My older son was 21 years old when he helped my husband buy my car. Now he is married and has two daughters, ages thirteen and nine. My younger son was in on the decision as well. He was still in high school. He now has an MBA and a precious seven-year-old girl.

Both of my sons served as car-buyer assistants again. A brand-new Toyota will be arriving soon. Jay will be driving the 2018 vehicle. I am more comfortable with fewer buttons and an older fashioned style. Sure, I’ll learn the bigger-and-better, eventually. I learn in installments. A different kind of car payment.

My 1997 Toyota waits in the rain, not yet to be moved to the junkyard—for its parts to be organ donors for other needy vehicles.  

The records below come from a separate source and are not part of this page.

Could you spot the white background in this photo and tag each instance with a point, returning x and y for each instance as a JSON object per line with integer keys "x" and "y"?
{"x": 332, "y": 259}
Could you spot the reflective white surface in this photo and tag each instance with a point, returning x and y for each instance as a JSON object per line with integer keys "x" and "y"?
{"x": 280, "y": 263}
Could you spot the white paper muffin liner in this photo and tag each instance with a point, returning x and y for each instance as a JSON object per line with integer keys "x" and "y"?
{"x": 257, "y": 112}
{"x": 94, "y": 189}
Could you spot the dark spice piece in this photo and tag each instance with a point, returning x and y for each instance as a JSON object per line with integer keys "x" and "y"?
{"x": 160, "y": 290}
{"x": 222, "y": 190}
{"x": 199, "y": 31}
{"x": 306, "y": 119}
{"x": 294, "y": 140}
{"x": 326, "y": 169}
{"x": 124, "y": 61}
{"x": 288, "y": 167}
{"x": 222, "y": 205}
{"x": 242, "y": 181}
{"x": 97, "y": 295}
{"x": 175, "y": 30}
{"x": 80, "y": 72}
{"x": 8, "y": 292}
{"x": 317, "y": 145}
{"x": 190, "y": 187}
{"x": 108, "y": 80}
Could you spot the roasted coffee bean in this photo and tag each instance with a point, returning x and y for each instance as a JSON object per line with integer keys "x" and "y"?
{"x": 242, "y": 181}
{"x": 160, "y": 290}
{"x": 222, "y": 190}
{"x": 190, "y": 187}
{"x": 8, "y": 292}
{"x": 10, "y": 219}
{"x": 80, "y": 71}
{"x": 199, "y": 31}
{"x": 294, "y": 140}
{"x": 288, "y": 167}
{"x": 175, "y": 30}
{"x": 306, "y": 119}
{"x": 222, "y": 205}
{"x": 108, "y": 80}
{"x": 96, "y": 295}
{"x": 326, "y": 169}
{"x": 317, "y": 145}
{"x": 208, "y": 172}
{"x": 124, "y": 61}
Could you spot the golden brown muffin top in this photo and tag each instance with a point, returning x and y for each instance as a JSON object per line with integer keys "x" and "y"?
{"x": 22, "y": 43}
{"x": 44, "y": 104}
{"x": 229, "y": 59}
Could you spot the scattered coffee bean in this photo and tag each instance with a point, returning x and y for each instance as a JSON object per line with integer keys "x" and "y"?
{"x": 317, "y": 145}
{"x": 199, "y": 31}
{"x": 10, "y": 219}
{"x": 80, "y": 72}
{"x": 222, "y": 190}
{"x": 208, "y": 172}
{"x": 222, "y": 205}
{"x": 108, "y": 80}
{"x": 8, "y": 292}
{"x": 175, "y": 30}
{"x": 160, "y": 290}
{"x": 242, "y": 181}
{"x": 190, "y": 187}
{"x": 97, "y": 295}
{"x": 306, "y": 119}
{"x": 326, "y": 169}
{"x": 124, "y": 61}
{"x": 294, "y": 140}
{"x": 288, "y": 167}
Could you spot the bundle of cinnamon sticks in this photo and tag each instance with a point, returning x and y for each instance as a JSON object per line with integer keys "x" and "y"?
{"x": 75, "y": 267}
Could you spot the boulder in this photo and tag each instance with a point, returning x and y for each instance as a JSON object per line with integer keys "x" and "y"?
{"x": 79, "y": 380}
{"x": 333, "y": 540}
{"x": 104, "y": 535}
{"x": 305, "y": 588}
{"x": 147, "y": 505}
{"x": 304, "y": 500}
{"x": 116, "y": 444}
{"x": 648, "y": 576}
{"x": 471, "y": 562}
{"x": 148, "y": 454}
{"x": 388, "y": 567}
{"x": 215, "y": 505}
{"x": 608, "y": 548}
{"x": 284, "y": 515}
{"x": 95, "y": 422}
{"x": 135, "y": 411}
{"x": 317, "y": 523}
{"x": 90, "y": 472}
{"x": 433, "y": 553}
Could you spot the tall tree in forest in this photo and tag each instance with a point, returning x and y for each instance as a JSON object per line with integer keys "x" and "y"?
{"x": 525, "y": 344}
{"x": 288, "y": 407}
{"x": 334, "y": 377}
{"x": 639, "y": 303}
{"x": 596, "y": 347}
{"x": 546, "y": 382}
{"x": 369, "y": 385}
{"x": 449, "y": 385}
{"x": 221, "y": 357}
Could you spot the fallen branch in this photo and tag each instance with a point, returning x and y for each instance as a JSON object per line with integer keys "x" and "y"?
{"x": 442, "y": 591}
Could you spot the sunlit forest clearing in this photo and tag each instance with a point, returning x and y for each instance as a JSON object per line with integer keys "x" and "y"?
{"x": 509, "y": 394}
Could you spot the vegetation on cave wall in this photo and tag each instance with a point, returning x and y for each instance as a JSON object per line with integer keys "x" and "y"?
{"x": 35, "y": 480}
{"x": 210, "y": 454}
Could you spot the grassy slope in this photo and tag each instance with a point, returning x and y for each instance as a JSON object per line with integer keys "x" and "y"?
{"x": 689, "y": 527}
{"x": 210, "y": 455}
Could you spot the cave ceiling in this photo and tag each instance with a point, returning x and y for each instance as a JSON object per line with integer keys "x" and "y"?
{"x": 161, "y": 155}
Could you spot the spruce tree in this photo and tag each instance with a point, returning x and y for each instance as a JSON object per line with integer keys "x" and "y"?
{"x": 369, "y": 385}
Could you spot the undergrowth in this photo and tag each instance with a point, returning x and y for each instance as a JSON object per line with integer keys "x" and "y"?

The car waits to help someone else, my almost daughter-in-law, my friend and confidante. I pray little green holds out for at least another year until Cecelia graduates.

I don’t recall the old car’s cost, but I had no idea it would be loyal to me for twenty years, more if someone I loved didn’t need little green for whatever is left of the car’s engine life.

The Toyota is a good car brand, but like anyone or anything, it needs maintenance and attention. Oil changes, an occasional tune-up, the mechanical version of you-are-important-to-me. I will notice what you need.

Sometimes the price of human love is high, but since love is priceless, the cost isn’t an issue. At other times, all that is needed is presence, a face-to-face smile, a sharing of frailties.

Value is what you get, a value that can’t always be measured.